A cross functional team of 12 employees from all different areas of the company came together for the Kaizen event. They worked on the room in segments for more than five weeks- over 1000 man hours. First, the team brainstormed about the various issues that they were aware of in the Cut Off Room and synthesized these into a problem statement —"There is no inventory system resulting in a lack of organization, a lack of control and excess material."
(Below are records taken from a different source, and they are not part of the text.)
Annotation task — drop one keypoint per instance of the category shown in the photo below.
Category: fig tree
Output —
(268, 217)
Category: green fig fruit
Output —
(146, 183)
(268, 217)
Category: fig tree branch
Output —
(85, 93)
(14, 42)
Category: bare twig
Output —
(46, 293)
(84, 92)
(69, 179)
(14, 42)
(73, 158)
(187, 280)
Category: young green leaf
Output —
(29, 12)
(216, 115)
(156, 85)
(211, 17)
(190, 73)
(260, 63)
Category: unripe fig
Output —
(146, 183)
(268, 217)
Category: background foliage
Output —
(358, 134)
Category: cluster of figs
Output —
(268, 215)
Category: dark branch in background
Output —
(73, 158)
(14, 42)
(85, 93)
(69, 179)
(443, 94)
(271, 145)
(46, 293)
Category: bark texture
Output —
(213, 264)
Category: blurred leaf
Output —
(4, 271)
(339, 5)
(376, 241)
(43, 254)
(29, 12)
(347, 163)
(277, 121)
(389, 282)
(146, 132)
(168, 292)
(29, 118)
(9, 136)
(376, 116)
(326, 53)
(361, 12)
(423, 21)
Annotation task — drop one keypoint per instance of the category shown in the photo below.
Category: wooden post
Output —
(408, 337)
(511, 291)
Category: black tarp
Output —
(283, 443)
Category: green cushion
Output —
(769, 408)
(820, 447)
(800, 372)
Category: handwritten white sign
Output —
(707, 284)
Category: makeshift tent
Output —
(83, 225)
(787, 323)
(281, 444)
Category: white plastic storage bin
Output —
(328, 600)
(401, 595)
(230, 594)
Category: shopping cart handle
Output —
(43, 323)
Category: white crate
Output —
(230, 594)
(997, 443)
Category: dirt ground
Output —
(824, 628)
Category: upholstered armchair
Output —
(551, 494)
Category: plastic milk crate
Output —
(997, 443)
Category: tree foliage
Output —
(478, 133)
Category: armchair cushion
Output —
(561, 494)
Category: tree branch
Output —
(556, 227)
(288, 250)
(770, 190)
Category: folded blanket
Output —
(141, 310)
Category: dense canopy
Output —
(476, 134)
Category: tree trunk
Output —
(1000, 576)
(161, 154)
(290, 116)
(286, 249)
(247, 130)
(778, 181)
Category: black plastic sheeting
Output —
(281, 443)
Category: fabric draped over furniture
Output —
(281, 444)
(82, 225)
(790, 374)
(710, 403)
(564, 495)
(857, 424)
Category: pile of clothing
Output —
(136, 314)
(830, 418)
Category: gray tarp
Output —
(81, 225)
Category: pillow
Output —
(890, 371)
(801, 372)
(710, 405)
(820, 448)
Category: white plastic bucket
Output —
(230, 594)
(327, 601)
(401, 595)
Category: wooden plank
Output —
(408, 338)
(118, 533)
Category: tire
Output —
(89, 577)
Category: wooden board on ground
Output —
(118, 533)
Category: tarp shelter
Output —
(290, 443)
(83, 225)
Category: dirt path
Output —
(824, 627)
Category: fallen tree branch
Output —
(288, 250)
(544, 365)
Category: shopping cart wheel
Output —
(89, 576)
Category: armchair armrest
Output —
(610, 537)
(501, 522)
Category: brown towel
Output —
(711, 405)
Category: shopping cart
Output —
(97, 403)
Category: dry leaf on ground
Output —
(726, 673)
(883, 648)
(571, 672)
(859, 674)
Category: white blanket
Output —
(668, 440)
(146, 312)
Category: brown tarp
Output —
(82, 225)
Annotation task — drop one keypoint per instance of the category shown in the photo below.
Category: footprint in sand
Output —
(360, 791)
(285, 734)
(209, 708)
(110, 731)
Then they did a spaghetti diagram to show the way people and material traveled in and through the space, and created a current state map that helped pinpoint the trouble areas. From this exercise they discovered that it took an average of 15 minutes to locate materials in the Cut Off Room and that an individual employee was traveling about 1,394 linear feet per day (or 279 feet per transaction and five transactions) while receiving materials. The room had become a catch all for raw materials, cut offs, scrap, old machinery, anything that had no place.

Setting Targets
The team determined what the "ideal state" of the room should be and set targets based on these goals. The targets included:  developing an inventory control system and more visual controls to assist with picking materials; establishing designated areas for scrap material and materials from customers; and making better use of floor space. They also wanted to reduce raw material inventory by half, to gain at least 30% more floor space; to be able to verify inventory and location of materials within a minute; and to create an inventory system that would meet their needs on many levels.

Next the group went about sorting, shining, setting in order, and standardizing the materials, machinery, and equipment in the Cut off Room. They removed anything that was not necessary or beneficial. The space was cleaned and painted and re-configured. Designated areas were properly identified and labeled. Identification and control systems were put in place and materials were then restocked according to the new system and layout.
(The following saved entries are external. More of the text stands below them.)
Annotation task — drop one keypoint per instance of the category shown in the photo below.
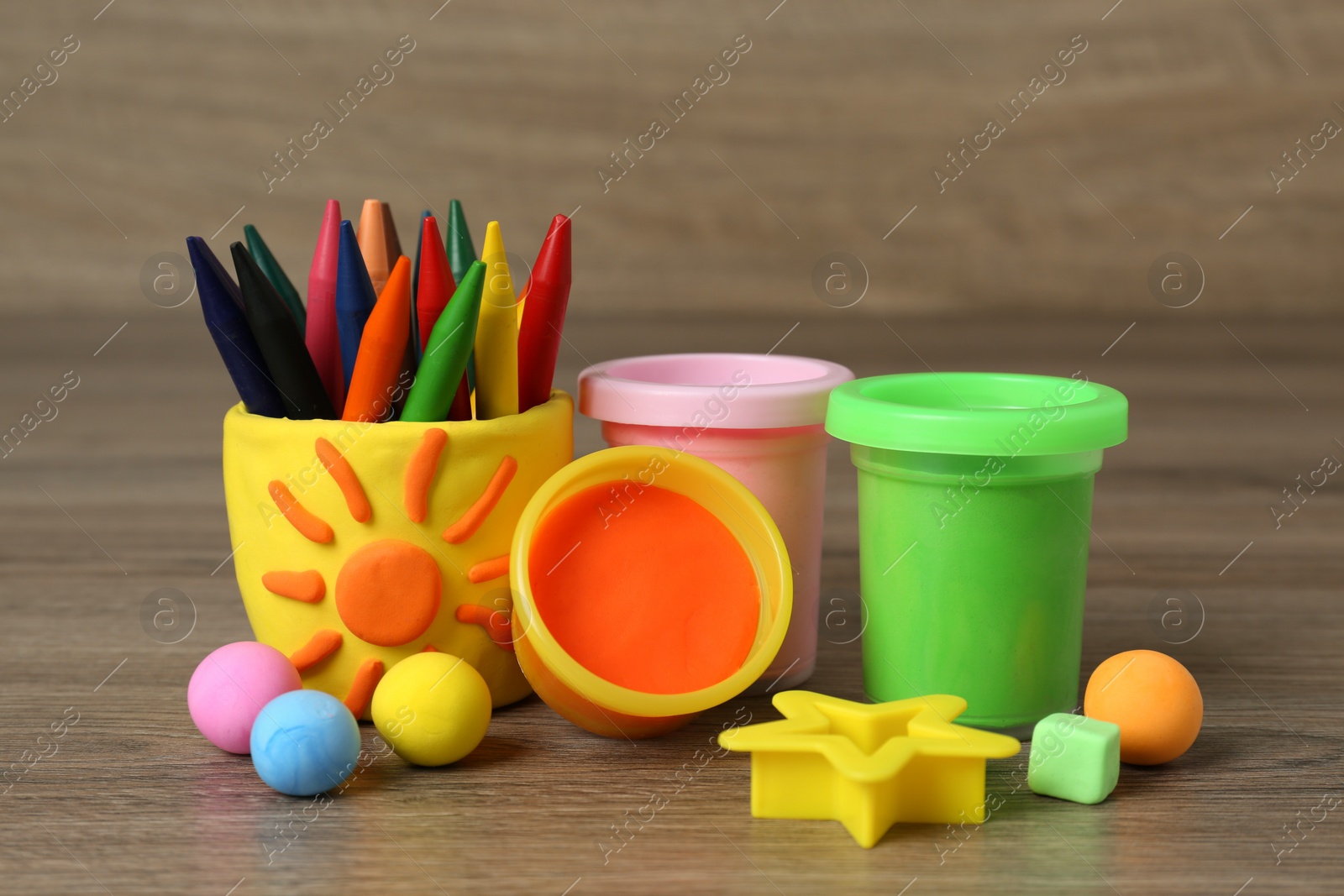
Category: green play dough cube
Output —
(1074, 758)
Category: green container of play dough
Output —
(974, 506)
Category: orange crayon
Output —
(381, 349)
(378, 242)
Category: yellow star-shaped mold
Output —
(869, 766)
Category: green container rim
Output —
(971, 412)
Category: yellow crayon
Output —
(496, 333)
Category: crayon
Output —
(437, 282)
(355, 298)
(276, 275)
(223, 309)
(496, 333)
(378, 242)
(448, 348)
(539, 336)
(416, 338)
(320, 332)
(461, 253)
(382, 351)
(460, 250)
(280, 343)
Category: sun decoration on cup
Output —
(387, 593)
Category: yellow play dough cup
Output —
(360, 544)
(591, 700)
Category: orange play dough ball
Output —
(1155, 701)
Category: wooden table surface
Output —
(120, 495)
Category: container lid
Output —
(711, 390)
(992, 414)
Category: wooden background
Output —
(823, 140)
(820, 143)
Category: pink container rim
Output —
(717, 390)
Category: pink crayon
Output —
(322, 338)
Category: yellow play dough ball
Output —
(433, 708)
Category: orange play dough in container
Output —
(648, 586)
(652, 594)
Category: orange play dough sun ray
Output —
(487, 570)
(495, 622)
(346, 479)
(306, 586)
(475, 515)
(311, 527)
(322, 645)
(362, 689)
(420, 474)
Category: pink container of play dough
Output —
(759, 417)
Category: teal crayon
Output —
(447, 352)
(280, 342)
(276, 275)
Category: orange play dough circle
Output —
(387, 593)
(651, 593)
(1155, 701)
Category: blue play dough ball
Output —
(304, 743)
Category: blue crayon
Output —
(355, 298)
(222, 305)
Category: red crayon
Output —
(543, 317)
(436, 280)
(320, 333)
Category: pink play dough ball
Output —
(232, 685)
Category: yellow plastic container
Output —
(869, 766)
(585, 698)
(360, 544)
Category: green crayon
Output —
(459, 242)
(445, 355)
(276, 275)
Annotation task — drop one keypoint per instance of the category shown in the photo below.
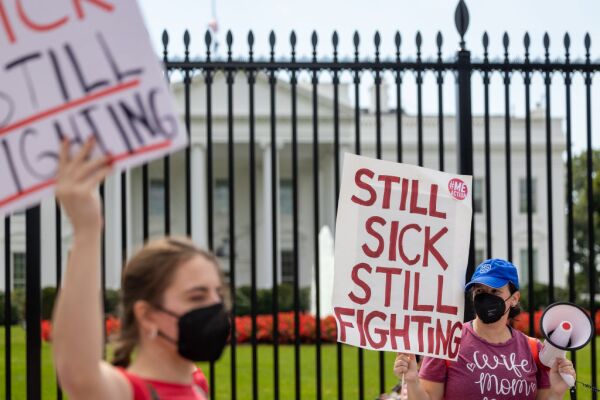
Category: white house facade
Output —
(326, 201)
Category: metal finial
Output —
(461, 20)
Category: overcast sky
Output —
(387, 16)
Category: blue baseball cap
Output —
(495, 273)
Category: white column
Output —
(112, 229)
(265, 269)
(2, 250)
(198, 193)
(48, 247)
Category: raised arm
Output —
(77, 319)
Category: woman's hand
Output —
(406, 365)
(557, 383)
(76, 188)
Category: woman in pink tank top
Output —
(172, 305)
(494, 361)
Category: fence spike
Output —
(293, 44)
(229, 41)
(587, 41)
(547, 45)
(207, 38)
(186, 43)
(293, 39)
(250, 44)
(207, 42)
(567, 43)
(461, 20)
(165, 39)
(486, 42)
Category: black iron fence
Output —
(494, 147)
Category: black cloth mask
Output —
(489, 307)
(203, 332)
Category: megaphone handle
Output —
(568, 379)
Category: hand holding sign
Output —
(78, 179)
(402, 240)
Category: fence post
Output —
(33, 302)
(464, 127)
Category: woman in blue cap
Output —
(494, 360)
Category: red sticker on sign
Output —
(458, 189)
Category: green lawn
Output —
(265, 371)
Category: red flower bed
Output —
(307, 328)
(285, 328)
(112, 326)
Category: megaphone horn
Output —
(566, 327)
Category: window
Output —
(287, 266)
(221, 197)
(478, 195)
(157, 198)
(286, 199)
(523, 268)
(523, 195)
(18, 270)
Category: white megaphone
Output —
(566, 326)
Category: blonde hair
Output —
(146, 277)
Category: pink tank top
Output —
(149, 389)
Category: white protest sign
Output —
(76, 68)
(401, 253)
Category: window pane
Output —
(221, 202)
(287, 266)
(523, 195)
(285, 197)
(19, 270)
(157, 197)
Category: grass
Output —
(265, 371)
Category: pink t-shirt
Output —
(167, 390)
(488, 371)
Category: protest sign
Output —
(73, 69)
(401, 252)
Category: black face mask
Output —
(203, 332)
(489, 307)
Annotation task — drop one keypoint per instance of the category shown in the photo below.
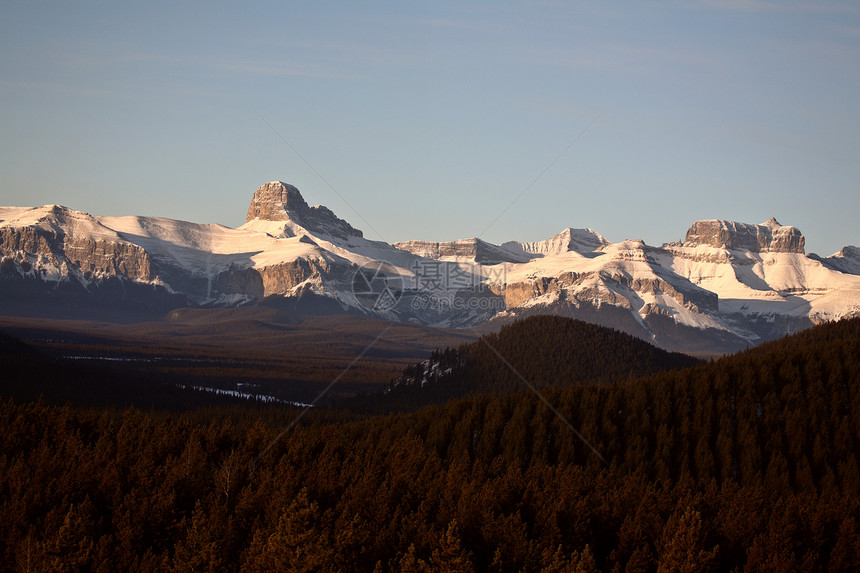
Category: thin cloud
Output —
(773, 6)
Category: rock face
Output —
(846, 260)
(769, 237)
(69, 242)
(475, 249)
(278, 201)
(579, 240)
(727, 286)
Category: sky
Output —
(441, 120)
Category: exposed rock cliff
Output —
(277, 201)
(769, 237)
(579, 240)
(475, 249)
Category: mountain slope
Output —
(727, 286)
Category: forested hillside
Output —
(747, 463)
(539, 351)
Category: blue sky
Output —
(443, 120)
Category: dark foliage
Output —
(747, 463)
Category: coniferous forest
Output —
(746, 463)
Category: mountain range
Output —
(725, 287)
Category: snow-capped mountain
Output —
(726, 286)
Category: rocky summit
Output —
(769, 237)
(278, 201)
(727, 286)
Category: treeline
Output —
(748, 463)
(540, 351)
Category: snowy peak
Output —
(278, 201)
(769, 237)
(582, 241)
(473, 249)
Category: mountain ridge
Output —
(727, 286)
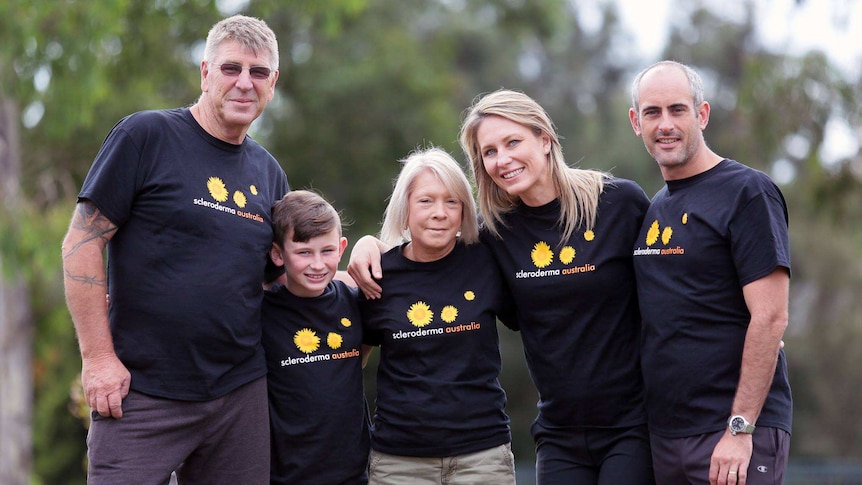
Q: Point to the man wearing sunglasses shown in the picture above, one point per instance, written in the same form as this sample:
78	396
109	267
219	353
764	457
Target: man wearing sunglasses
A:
181	199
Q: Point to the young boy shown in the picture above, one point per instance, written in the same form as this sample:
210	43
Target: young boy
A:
312	337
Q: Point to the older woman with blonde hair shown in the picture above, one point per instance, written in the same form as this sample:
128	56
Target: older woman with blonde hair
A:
563	239
440	410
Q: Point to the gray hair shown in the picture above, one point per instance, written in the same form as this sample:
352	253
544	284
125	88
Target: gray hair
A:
438	162
252	33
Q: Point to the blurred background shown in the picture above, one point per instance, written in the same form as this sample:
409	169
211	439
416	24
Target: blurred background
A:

Reclaiming Floor Space & Material
Through the 5s Kaizen in the Cut Off Room, Baron Machine was able to reclaim 850 sq feet of floor space which is nearly double their goal. They also removed and reclaimed forty-four tons of obsolete and unusable material and have instituted a reclaiming procedure to sell scrap and obsolete metal to a recycling center. They have set locations for customer materials and scrap, and established an inventory protocol which will help them track valuation, location, and inventory levels.  The new layout in the area and the removal of the excess material resulted in reduced travel distance for those in receiving from 1,394 linear feet to 168 linear feet.

The team came away from their Kaizen activities with a 30-day to-do list which identified specific  actions that need to be taken, for what purpose, by whom, and by what date. They also developed a sustainment plan which incorporates a display board where the standards are posted as a visual reminder. They are utilizing instructions, labels, signage, and guidelines to follow and have developed and implemented daily and weekly 5s cleaning and audits by team members and staff. The audit results are also displayed on the board.

"The 5s events have been extremely productive," said Rich Combs. "I can’t wait to do the next one! Everyone has had nothing but good things to say about this. We have done a few (Kaizens) on our own already and plan to do three or four more this year!"

"Approximately half of our 50 employees have participated in some Lean training so far," added Combs. "Many of these were at public Lean events like the TimeWise LE102 Basic Lean for Job Shops, which are put on all over the state by the NH MEP and give a good overview of basic Lean terms and concepts to help put everyone on the same page. This is so important if you want to be successful."